SÃO PAULO - Um dos episódios mais importantes da história da ciência, o desenvolvimento da Teoria da Evolução, torna-se o pano de fundo para um drama familiar, em "Criação", que estreia em circuito nacional.
O inglês Paul Bettany ("O Código Da Vinci") e sua mulher Jennifer Connelly ("Ele não Está Tão a Fim de Você") interpretam o cientista Charles Darwin e sua mulher Emma, cuja crise no casamento se transforma em mote para o longa dirigido por Jon Amiel ("O Núcleo").

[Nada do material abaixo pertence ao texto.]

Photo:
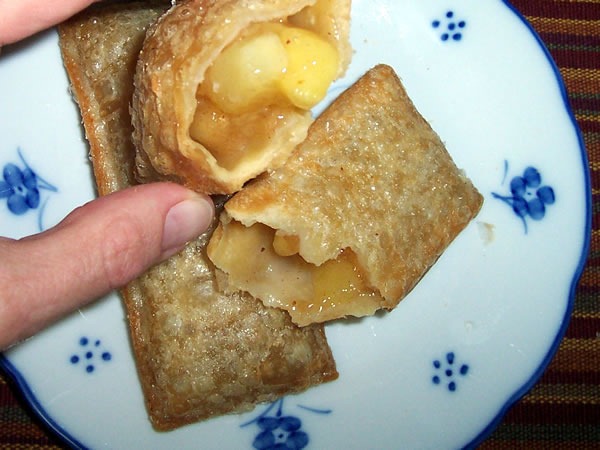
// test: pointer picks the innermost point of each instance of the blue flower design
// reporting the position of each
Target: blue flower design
(21, 188)
(90, 354)
(447, 371)
(529, 197)
(278, 431)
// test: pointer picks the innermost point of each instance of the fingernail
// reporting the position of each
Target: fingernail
(185, 221)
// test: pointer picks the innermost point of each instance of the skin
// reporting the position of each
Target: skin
(101, 245)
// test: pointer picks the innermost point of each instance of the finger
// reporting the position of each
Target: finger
(98, 247)
(22, 18)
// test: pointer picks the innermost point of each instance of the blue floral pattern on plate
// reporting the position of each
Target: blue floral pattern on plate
(21, 188)
(89, 354)
(448, 370)
(450, 28)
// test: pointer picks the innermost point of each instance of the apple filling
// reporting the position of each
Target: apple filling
(281, 278)
(271, 71)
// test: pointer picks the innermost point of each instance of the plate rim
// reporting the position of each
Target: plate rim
(13, 375)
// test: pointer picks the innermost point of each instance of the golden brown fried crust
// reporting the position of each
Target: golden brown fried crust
(372, 177)
(199, 353)
(175, 56)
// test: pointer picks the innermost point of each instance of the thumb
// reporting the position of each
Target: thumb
(98, 247)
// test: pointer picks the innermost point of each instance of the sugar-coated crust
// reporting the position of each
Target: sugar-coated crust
(172, 64)
(373, 177)
(199, 353)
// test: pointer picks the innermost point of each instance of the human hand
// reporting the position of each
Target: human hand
(98, 247)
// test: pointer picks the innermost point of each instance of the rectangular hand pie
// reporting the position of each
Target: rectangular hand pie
(357, 215)
(199, 353)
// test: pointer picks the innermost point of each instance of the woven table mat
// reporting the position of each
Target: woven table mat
(563, 408)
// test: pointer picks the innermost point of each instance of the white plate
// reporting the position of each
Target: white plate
(473, 336)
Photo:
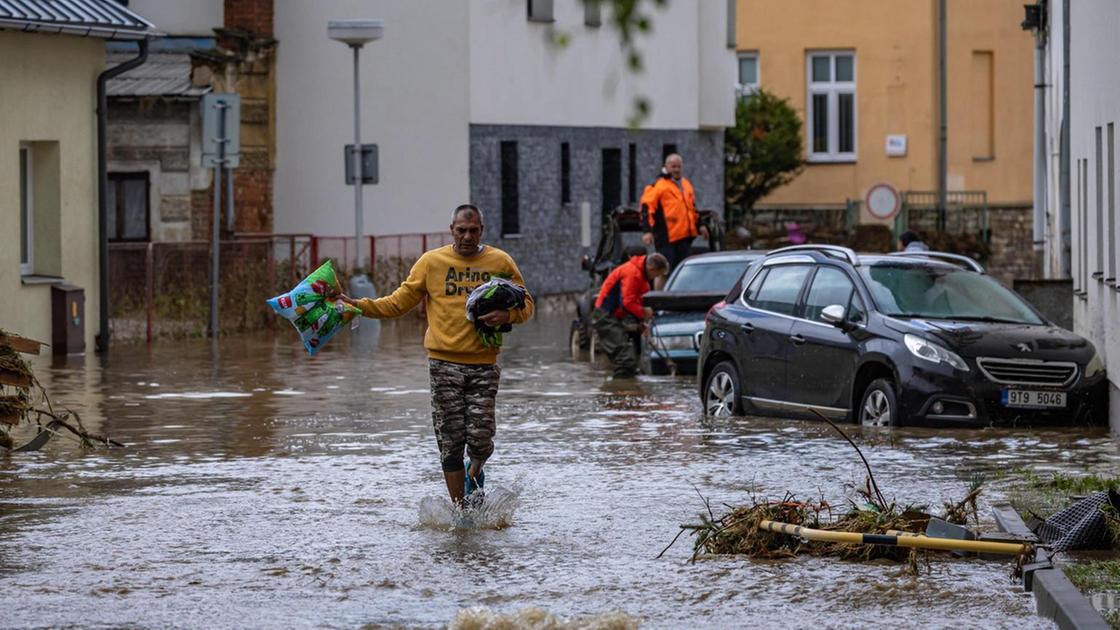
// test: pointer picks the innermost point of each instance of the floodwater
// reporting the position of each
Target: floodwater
(263, 489)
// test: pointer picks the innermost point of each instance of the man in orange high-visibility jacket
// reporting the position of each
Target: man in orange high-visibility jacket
(670, 220)
(618, 309)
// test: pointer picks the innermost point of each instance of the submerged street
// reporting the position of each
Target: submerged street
(261, 489)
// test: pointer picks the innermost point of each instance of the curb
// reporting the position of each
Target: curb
(1055, 596)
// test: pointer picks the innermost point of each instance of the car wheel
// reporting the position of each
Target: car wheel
(879, 407)
(721, 391)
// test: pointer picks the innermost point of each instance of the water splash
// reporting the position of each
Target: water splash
(481, 618)
(495, 511)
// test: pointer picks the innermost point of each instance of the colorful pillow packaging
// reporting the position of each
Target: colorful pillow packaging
(311, 308)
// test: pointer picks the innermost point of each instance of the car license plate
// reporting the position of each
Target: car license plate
(1033, 398)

As descobertas de Darwin, a formulação de seus pensamentos e teoria não ganham muito espaço no filme à medida em que a narrativa avança e o drama familiar toma conta da história. Começando pela morte prematura da filha de 10 anos do casal, Annie (Martha West), que era bastante próxima do pai, e gostava de ouvir histórias de zoologia, das viagens de Darwin a terras distantes e especialmente sua amizade com uma macaquinha.
Cenas do passado e do presente se alternam. Pai e filha conversam, e ela parece ser a única que o compreende e realmente se interessa por seus estudos e pesquisas. No presente, o cientista se debate entre sua fé cristã, cada vez mais desgastada depois da morte da filha, e suas formulações científicas, que desafiam o dogma do criacionismo.

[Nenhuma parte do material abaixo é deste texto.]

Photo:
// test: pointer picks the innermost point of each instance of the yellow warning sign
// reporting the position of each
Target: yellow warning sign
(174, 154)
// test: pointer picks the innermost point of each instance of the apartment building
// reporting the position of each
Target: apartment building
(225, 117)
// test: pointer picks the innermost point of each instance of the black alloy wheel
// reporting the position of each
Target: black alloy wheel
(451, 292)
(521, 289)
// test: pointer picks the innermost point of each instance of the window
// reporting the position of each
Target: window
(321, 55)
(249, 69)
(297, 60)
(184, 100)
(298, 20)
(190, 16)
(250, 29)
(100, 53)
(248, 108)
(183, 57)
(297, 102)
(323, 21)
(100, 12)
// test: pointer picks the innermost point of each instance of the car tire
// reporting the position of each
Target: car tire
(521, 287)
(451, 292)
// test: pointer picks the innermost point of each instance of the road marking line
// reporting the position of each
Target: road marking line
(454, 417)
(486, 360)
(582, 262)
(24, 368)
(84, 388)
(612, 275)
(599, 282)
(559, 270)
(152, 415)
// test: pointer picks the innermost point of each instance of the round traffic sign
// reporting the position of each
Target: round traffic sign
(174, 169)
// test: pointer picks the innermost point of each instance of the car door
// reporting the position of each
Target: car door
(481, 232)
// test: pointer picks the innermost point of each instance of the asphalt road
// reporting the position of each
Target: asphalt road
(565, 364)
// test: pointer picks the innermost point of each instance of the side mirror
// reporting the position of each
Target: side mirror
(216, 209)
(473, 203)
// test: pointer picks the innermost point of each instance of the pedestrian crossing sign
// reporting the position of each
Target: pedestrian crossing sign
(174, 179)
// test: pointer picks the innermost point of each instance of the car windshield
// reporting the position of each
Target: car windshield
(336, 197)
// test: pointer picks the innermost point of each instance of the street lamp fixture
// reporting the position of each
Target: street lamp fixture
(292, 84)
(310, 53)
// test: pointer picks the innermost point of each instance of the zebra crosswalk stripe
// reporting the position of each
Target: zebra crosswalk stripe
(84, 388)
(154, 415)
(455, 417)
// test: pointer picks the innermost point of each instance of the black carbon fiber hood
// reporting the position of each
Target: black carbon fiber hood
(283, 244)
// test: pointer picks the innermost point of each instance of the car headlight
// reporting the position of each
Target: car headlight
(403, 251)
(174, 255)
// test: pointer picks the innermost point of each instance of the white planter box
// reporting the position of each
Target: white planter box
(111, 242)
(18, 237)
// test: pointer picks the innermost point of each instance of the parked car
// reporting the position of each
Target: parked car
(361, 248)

Ao contrário de Darwin, sua mulher está cada vez mais apegada a Deus e à religião e preocupada, não sem razão, com a saúde mental do seu marido. As implicações teológicas da teoria dele também a preocupam. A religião é representada pelo pastor local (Jeremy Northan, de "A Invasão"), que nunca bate radicalmente de frente com o cientista, mas tenta dissuadi-lo de suas ideias.

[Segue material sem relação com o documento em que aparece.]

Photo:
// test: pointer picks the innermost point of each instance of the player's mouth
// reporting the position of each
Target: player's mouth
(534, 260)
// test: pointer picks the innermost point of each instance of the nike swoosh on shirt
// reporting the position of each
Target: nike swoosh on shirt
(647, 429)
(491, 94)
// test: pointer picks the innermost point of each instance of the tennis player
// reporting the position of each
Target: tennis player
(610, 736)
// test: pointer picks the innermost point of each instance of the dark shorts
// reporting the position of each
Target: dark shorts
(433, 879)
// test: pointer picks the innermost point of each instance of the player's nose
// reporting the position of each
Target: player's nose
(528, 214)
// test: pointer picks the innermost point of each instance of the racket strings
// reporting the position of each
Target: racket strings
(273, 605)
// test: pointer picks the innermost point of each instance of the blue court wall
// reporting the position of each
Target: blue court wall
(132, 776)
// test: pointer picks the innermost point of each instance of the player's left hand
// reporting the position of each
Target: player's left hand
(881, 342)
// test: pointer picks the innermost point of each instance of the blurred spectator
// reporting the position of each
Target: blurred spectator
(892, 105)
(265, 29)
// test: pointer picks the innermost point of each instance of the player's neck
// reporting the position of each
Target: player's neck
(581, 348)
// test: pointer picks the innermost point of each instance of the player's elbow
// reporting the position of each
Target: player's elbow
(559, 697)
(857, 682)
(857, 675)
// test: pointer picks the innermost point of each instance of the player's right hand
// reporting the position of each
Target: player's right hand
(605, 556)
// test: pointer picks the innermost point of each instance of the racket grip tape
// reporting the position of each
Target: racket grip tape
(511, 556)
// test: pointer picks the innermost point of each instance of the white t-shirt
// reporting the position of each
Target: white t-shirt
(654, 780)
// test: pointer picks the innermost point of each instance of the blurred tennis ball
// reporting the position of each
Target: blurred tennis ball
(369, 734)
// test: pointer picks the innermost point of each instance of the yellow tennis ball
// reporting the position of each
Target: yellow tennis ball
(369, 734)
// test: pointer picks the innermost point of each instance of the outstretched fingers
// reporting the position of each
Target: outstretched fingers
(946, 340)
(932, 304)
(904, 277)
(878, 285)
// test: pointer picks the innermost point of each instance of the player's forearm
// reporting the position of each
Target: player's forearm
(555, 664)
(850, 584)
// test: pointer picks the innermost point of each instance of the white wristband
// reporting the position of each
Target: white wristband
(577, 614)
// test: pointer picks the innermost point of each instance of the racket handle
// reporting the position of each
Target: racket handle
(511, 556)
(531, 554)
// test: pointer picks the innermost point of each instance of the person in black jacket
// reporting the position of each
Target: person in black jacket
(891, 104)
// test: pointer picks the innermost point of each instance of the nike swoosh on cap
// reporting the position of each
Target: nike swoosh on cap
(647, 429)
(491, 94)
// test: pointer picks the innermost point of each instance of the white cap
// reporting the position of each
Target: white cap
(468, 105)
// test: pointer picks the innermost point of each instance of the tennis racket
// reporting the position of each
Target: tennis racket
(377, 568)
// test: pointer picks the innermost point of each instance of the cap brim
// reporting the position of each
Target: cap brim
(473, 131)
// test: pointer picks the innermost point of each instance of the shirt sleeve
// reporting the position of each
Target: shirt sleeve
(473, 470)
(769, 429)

"Criação" é um filme que surpreende pelos caminhos escolhidos para contar a história. Nunca é óbvio, mas também nunca se aprofunda em seus temas. Ao optar por dar mais espaço para o drama familiar em detrimento das pesquisas e descobertas científicas de Darwin, faz parecer que a Teoria da Evolução só existiu porque o cientista mergulhou no seu trabalho depois da morte da filha.
O roteiro, assinado por John Collee ("Happy Feet", "Mestre dos Mares"), baseia-se num livro de Randal Keynes, um descendente direto de Charles Darwin, e se abre em tantas tramas, com idas e vindas no tempo, que o foco de "Criação" acaba se perdendo. As descobertas do cientista são relegadas a um segundo plano.
Bettany, aliás, já interpretou o amigo imaginário de um cientista em "Uma Mente Brilhante". Aqui, os papeis se invertem. Enquanto faz suas descobertas, Darwin conversa com o fantasma de sua filha. E, como ela é uma criança, ele explica tudo bastante didaticamente.
Assim, não se corre nenhum risco de que o público não entenda o que está acontecendo, porque aos produtores parece necessário esse tipo de artifício.
Dada a forma como "Criação" mostra Darwin, é de se estranhar que algum dia ele tenha conseguido colocar sua teoria no papel. Afinal, ele sempre está tão ocupado com outras coisas que, quando o livro fica pronto, é praticamente um milagre.
Assim, sem nunca revelar como isso realmente aconteceu, o longa se transforma em mais um drama sobre perda e superação, deixando de lado uma abordagem mais original.